Arbeitserleichterung

Einfache Anfragen beantworten die ERM-Systeme nach vorher definierten Regeln automatisch. Eine weitere Arbeitserleichterung für den Mitarbeiter versprechen Auswahlfelder für die Anrede, HTML-Formatierungen, Rechtschreibprüfungen sowie integrierte Knowledge-Komponenten. Über sie können die Mitarbeiter auf Kundenhistorie und Unternehmenswissen zugreifen. Unscharfe und assoziative Suchmechanismen helfen, bei Kundenanfragen die notwendigen Informationen in den verschiedenen Datenbeständen zu finden.

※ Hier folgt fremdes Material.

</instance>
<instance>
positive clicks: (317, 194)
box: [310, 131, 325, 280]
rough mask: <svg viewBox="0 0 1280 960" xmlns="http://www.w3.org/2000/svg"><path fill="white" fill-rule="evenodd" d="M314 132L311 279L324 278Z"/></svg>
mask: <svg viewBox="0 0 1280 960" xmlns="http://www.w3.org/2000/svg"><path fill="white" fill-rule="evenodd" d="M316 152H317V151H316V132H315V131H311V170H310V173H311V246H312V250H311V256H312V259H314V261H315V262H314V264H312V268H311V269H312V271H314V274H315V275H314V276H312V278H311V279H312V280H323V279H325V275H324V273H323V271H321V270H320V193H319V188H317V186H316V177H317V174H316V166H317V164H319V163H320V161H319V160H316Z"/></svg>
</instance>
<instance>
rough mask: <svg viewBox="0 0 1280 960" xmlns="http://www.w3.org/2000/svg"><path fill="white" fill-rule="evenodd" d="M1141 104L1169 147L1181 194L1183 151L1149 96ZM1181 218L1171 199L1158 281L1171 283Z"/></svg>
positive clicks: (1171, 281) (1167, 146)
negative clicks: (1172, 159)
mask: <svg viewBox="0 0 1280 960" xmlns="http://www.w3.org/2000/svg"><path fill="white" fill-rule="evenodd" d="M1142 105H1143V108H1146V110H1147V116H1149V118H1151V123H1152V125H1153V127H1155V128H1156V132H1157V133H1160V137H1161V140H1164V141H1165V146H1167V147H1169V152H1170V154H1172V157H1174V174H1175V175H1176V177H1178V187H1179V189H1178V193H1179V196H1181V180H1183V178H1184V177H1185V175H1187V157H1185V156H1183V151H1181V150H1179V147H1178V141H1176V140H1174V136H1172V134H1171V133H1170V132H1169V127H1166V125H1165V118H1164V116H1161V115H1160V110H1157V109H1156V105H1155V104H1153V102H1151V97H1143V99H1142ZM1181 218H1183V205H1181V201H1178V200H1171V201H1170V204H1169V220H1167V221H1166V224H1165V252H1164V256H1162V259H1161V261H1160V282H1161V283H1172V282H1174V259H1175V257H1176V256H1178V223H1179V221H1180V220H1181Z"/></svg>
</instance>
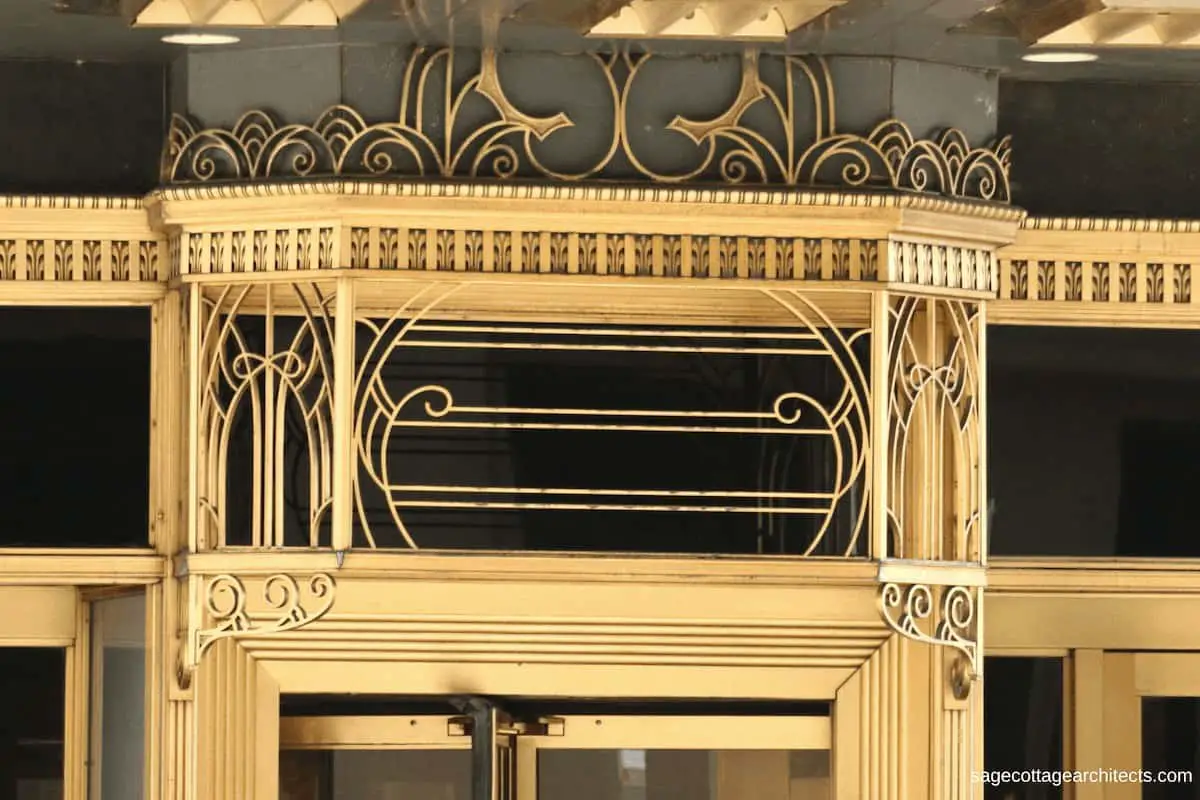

In der Regel können mit ERM-Systemen die Prozesse durchgehend kontrolliert werden - vom Eingang über die Bearbeitung bis hin zum Abschluss. Alle ein- und ausgehenden Texte lassen sich zurückverfolgen, wodurch überprüft werden kann, ob und wie eine Anfrage oder Reklamation beantwortet wurde. Versehentliches Löschen ist nicht möglich - eine beruhigende Tatsache. Erfolgt die Antwort nicht in dem vorab definierten Zeitrahmen, lösen die Systeme automatisch Warnhinweise aus. Unterschiedliche Verteilungs- und Queuing-Strategien sollen dafür sorgen, dass Servicemitarbeiter angemessen versorgt werden.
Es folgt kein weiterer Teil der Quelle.